According to a February profile prepared by the Congressional Research Service, the average length of service for Representatives at the beginning of the 111th Congress was 11.0 years (5.5 terms); for Senators 12.9 years (2.2 terms).  Representative John Dingell (D-MI) has the longest service of any House Member in history (54 years).  In the Senate, Robert C. Byrd (D-WV), 92 years old, has served longer (51 years) than any other Senator in history.  As a point of reference, the President at the time each began their career was Dwight Eisenhower.

At the beginning of the 111th Congress, the average age of Members was 58.2 years, with the average for Senators at 63.1 years.  Keep in mind the average would exclude Joe Biden (67 years) who became vice-president in January 2009 and Ted Kennedy (77 years) who passed away in August 2009.

Traditionally, incumbents have improved odds in running re-election campaigns.  Access to campaign cash, voter recognition, claims of accomplishments during previous terms, and established media recognition form the foundation of successful campaigns.  The seniority system in Congress also adds to the appeal of re-electing an incumbent.

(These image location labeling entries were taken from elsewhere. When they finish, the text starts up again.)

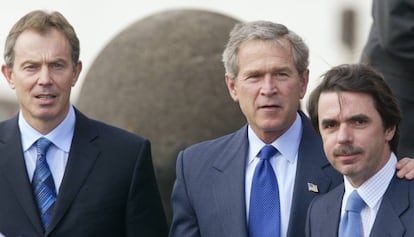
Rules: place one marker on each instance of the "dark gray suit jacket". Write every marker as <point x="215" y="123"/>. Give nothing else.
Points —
<point x="108" y="188"/>
<point x="208" y="197"/>
<point x="390" y="50"/>
<point x="394" y="219"/>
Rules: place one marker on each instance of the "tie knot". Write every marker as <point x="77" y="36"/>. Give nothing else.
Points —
<point x="355" y="202"/>
<point x="42" y="145"/>
<point x="267" y="152"/>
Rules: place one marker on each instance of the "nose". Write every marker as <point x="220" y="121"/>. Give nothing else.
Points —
<point x="44" y="76"/>
<point x="268" y="85"/>
<point x="344" y="134"/>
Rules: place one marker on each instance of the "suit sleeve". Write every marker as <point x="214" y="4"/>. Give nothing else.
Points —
<point x="394" y="22"/>
<point x="184" y="223"/>
<point x="144" y="212"/>
<point x="308" y="225"/>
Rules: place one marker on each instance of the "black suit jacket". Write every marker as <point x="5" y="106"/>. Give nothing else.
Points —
<point x="394" y="218"/>
<point x="108" y="188"/>
<point x="208" y="197"/>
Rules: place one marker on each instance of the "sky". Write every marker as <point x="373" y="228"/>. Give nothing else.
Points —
<point x="97" y="22"/>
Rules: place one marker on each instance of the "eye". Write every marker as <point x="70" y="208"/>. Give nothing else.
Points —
<point x="30" y="67"/>
<point x="328" y="125"/>
<point x="360" y="122"/>
<point x="57" y="65"/>
<point x="281" y="75"/>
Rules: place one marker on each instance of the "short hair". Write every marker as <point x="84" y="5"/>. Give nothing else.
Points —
<point x="41" y="22"/>
<point x="364" y="79"/>
<point x="267" y="31"/>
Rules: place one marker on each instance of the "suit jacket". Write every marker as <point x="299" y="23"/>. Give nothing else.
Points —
<point x="208" y="197"/>
<point x="394" y="218"/>
<point x="108" y="188"/>
<point x="390" y="45"/>
<point x="390" y="50"/>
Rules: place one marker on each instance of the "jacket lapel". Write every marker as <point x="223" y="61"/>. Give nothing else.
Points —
<point x="13" y="169"/>
<point x="82" y="156"/>
<point x="394" y="203"/>
<point x="228" y="177"/>
<point x="333" y="212"/>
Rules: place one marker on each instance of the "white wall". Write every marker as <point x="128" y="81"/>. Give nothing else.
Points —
<point x="97" y="22"/>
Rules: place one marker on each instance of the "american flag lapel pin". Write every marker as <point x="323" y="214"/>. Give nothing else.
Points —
<point x="313" y="188"/>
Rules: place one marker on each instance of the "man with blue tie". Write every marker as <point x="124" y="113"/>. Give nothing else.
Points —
<point x="215" y="192"/>
<point x="358" y="119"/>
<point x="61" y="173"/>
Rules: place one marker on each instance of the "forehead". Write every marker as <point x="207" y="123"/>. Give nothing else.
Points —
<point x="342" y="105"/>
<point x="32" y="43"/>
<point x="254" y="52"/>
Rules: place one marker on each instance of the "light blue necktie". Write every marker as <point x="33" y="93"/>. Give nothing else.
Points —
<point x="264" y="211"/>
<point x="43" y="184"/>
<point x="351" y="224"/>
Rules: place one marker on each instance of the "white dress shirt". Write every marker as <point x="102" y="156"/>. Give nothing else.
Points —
<point x="58" y="153"/>
<point x="284" y="164"/>
<point x="371" y="191"/>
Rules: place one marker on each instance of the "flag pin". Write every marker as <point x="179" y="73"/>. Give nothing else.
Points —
<point x="313" y="188"/>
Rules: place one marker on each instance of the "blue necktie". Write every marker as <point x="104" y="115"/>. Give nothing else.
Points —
<point x="43" y="184"/>
<point x="264" y="211"/>
<point x="351" y="224"/>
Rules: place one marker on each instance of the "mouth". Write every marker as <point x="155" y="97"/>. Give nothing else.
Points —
<point x="269" y="107"/>
<point x="45" y="97"/>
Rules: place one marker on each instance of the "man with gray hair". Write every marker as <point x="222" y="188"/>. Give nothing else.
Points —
<point x="259" y="180"/>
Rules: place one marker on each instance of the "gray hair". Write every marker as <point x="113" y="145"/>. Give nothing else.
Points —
<point x="263" y="30"/>
<point x="41" y="22"/>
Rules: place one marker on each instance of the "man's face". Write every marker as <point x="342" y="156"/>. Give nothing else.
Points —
<point x="353" y="134"/>
<point x="42" y="75"/>
<point x="268" y="87"/>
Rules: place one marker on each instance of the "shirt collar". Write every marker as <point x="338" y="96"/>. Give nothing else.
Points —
<point x="287" y="144"/>
<point x="61" y="136"/>
<point x="372" y="190"/>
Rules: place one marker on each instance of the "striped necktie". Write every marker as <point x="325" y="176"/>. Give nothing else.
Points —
<point x="43" y="184"/>
<point x="264" y="211"/>
<point x="351" y="224"/>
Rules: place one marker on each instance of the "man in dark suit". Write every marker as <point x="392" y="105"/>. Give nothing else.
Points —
<point x="358" y="119"/>
<point x="94" y="179"/>
<point x="390" y="50"/>
<point x="267" y="74"/>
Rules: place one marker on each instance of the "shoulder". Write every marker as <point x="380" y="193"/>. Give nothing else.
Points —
<point x="226" y="142"/>
<point x="101" y="131"/>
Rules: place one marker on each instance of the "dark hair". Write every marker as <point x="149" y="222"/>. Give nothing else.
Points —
<point x="359" y="78"/>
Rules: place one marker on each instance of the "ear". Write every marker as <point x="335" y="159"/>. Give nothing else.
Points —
<point x="389" y="133"/>
<point x="304" y="83"/>
<point x="76" y="72"/>
<point x="231" y="86"/>
<point x="8" y="74"/>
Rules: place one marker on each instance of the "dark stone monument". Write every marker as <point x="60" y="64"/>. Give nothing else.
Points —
<point x="162" y="78"/>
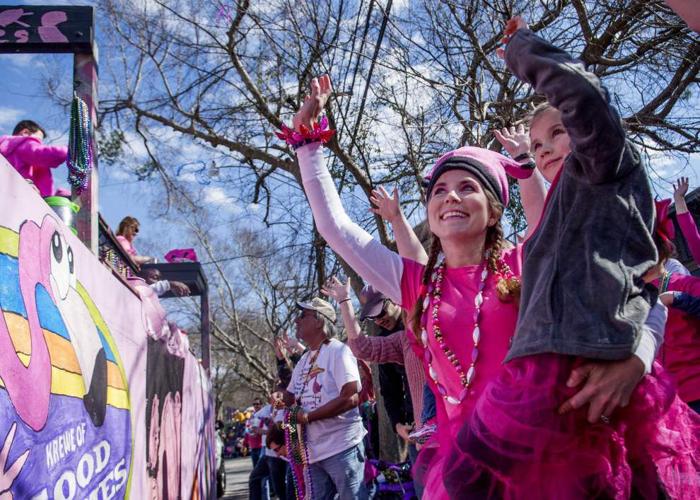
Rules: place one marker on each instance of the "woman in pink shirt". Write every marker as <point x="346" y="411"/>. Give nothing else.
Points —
<point x="680" y="352"/>
<point x="463" y="302"/>
<point x="25" y="151"/>
<point x="127" y="231"/>
<point x="685" y="219"/>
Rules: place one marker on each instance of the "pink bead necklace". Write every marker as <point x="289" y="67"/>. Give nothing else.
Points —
<point x="435" y="293"/>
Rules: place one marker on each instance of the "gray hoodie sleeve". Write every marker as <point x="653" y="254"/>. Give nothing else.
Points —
<point x="597" y="137"/>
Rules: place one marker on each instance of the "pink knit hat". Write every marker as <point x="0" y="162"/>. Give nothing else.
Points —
<point x="489" y="167"/>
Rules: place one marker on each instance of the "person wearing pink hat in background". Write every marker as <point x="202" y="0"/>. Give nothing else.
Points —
<point x="583" y="306"/>
<point x="32" y="159"/>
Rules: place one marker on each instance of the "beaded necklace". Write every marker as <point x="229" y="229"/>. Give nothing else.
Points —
<point x="435" y="292"/>
<point x="298" y="452"/>
<point x="79" y="145"/>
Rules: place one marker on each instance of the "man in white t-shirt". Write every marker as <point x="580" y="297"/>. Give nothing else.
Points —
<point x="326" y="384"/>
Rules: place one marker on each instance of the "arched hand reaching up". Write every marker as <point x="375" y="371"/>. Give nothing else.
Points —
<point x="680" y="188"/>
<point x="515" y="140"/>
<point x="336" y="289"/>
<point x="321" y="90"/>
<point x="386" y="206"/>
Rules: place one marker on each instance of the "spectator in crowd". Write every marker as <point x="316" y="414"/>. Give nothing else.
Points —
<point x="126" y="233"/>
<point x="254" y="435"/>
<point x="154" y="279"/>
<point x="326" y="384"/>
<point x="685" y="219"/>
<point x="270" y="465"/>
<point x="398" y="364"/>
<point x="680" y="351"/>
<point x="33" y="160"/>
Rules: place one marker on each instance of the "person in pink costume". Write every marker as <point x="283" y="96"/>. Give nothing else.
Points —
<point x="32" y="159"/>
<point x="680" y="353"/>
<point x="477" y="273"/>
<point x="126" y="233"/>
<point x="685" y="219"/>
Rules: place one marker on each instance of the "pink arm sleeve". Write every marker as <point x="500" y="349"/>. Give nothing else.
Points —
<point x="36" y="154"/>
<point x="378" y="265"/>
<point x="690" y="233"/>
<point x="378" y="349"/>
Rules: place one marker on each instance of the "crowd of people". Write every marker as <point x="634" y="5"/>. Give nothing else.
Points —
<point x="572" y="354"/>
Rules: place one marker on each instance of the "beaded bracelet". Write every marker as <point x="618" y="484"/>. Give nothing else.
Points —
<point x="523" y="156"/>
<point x="320" y="133"/>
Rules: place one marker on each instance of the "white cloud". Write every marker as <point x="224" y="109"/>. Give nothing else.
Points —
<point x="217" y="196"/>
<point x="8" y="118"/>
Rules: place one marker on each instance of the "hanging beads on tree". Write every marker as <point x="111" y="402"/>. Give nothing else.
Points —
<point x="80" y="145"/>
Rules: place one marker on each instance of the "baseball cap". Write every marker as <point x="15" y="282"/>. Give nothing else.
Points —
<point x="320" y="306"/>
<point x="373" y="302"/>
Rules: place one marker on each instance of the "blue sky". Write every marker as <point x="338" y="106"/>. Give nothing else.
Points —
<point x="23" y="94"/>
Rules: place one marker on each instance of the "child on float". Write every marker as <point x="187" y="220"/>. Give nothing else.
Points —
<point x="25" y="151"/>
<point x="583" y="300"/>
<point x="463" y="302"/>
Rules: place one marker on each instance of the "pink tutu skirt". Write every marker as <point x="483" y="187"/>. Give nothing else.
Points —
<point x="517" y="446"/>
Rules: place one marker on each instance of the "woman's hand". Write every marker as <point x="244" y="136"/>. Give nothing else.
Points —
<point x="609" y="384"/>
<point x="680" y="188"/>
<point x="386" y="206"/>
<point x="336" y="289"/>
<point x="666" y="298"/>
<point x="513" y="25"/>
<point x="515" y="140"/>
<point x="307" y="115"/>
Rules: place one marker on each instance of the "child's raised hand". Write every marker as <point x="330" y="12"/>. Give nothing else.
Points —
<point x="336" y="289"/>
<point x="387" y="206"/>
<point x="680" y="188"/>
<point x="515" y="140"/>
<point x="321" y="90"/>
<point x="514" y="24"/>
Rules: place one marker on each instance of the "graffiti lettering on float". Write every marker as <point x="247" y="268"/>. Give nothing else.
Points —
<point x="65" y="444"/>
<point x="72" y="484"/>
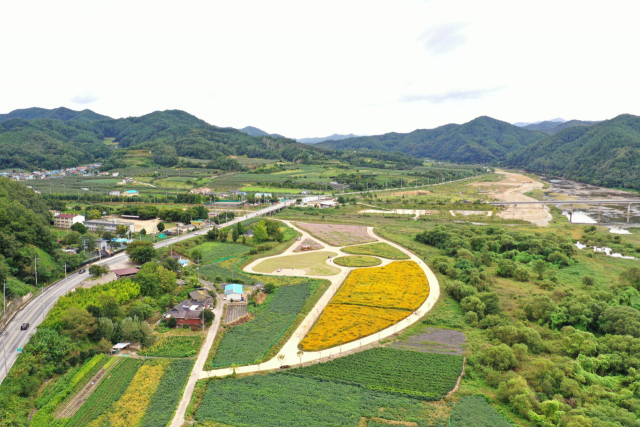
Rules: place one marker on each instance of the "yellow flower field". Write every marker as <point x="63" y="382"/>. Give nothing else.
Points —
<point x="131" y="406"/>
<point x="370" y="300"/>
<point x="343" y="323"/>
<point x="401" y="284"/>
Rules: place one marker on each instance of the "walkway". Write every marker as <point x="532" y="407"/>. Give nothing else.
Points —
<point x="290" y="349"/>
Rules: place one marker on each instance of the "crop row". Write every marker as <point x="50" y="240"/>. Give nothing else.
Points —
<point x="108" y="391"/>
<point x="247" y="342"/>
<point x="176" y="346"/>
<point x="132" y="405"/>
<point x="474" y="411"/>
<point x="276" y="400"/>
<point x="164" y="401"/>
<point x="428" y="375"/>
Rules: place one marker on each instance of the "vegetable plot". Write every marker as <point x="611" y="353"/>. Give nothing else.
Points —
<point x="427" y="375"/>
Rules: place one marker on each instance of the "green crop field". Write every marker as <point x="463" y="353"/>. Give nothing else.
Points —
<point x="175" y="346"/>
<point x="164" y="401"/>
<point x="428" y="375"/>
<point x="289" y="401"/>
<point x="474" y="411"/>
<point x="250" y="341"/>
<point x="382" y="249"/>
<point x="108" y="391"/>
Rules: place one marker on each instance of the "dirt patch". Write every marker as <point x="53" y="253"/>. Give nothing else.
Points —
<point x="435" y="340"/>
<point x="313" y="245"/>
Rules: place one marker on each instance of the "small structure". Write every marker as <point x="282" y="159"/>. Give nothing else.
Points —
<point x="233" y="291"/>
<point x="67" y="220"/>
<point x="126" y="272"/>
<point x="120" y="346"/>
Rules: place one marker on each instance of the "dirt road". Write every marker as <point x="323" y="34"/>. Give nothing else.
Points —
<point x="512" y="189"/>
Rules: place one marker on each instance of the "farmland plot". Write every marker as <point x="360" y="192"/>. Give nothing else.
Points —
<point x="427" y="375"/>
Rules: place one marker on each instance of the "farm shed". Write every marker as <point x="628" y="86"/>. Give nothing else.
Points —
<point x="233" y="291"/>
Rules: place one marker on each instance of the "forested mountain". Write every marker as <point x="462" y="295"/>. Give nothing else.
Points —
<point x="52" y="144"/>
<point x="606" y="153"/>
<point x="60" y="113"/>
<point x="482" y="140"/>
<point x="334" y="137"/>
<point x="550" y="127"/>
<point x="258" y="132"/>
<point x="49" y="144"/>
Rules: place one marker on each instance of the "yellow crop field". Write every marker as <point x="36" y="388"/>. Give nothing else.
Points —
<point x="401" y="284"/>
<point x="370" y="300"/>
<point x="132" y="405"/>
<point x="343" y="323"/>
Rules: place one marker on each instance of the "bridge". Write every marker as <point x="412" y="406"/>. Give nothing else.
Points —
<point x="627" y="202"/>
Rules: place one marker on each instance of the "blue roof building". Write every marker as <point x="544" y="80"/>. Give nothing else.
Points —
<point x="233" y="288"/>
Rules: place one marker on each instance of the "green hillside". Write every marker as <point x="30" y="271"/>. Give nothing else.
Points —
<point x="58" y="143"/>
<point x="482" y="140"/>
<point x="60" y="113"/>
<point x="607" y="153"/>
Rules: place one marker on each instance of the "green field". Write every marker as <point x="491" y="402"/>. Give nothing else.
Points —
<point x="314" y="263"/>
<point x="249" y="342"/>
<point x="289" y="401"/>
<point x="428" y="375"/>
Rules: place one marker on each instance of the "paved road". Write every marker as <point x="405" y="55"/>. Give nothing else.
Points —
<point x="36" y="309"/>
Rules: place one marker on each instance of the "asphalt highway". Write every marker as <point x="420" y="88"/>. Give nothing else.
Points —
<point x="12" y="337"/>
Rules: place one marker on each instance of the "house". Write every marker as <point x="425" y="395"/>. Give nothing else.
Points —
<point x="233" y="292"/>
<point x="107" y="225"/>
<point x="126" y="272"/>
<point x="67" y="220"/>
<point x="188" y="312"/>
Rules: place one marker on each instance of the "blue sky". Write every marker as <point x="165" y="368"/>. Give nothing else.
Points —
<point x="313" y="68"/>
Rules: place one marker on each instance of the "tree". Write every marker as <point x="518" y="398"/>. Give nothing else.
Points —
<point x="95" y="270"/>
<point x="94" y="214"/>
<point x="79" y="227"/>
<point x="172" y="322"/>
<point x="141" y="252"/>
<point x="78" y="323"/>
<point x="539" y="266"/>
<point x="122" y="230"/>
<point x="260" y="232"/>
<point x="208" y="316"/>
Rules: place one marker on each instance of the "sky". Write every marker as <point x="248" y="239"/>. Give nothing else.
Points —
<point x="313" y="68"/>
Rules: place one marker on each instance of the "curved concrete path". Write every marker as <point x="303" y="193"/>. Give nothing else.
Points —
<point x="290" y="349"/>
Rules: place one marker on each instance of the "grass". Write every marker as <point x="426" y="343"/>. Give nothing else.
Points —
<point x="357" y="261"/>
<point x="288" y="401"/>
<point x="175" y="346"/>
<point x="313" y="263"/>
<point x="381" y="249"/>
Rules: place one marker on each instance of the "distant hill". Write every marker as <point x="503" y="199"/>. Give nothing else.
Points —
<point x="523" y="124"/>
<point x="54" y="143"/>
<point x="258" y="132"/>
<point x="482" y="140"/>
<point x="334" y="137"/>
<point x="606" y="153"/>
<point x="60" y="113"/>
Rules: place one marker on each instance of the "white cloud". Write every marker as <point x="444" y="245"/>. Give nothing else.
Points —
<point x="443" y="38"/>
<point x="454" y="95"/>
<point x="85" y="98"/>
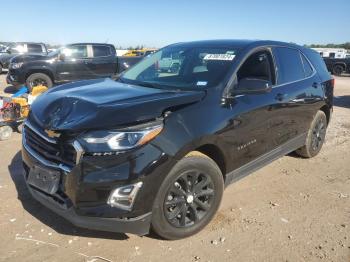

Over the years, many proposals have been put forward concerning term limits for Congress.  In November 2009, Jim DeMint (R-SC) introduced a proposed constitutional amendment that would apply term limits to all members of Congress, limiting U.S. Representatives to three terms, or six years, and U.S. senators to two terms, or 12 years, of service.  As Senator DeMint comments, “Some say only long-serving, seasoned elites have the skills to lead the people, but that’s exactly what we have today and how do you think it’s working for us?”

Changes to the Constitution would not come easy however.  Any term limitation bill would require a two-thirds vote in each of the House and Senate along with approval by three-fourths of the States.

While unlikely to gain much traction, Senator DeMint’s observation highlights one of the root causes of the gridlock we have in our current system.  As the saying goes, “Lead, Follow or Get Out of the Way!”  Unfortunately, it seems that the folks in Congress show little desire for any of these under their own initiative.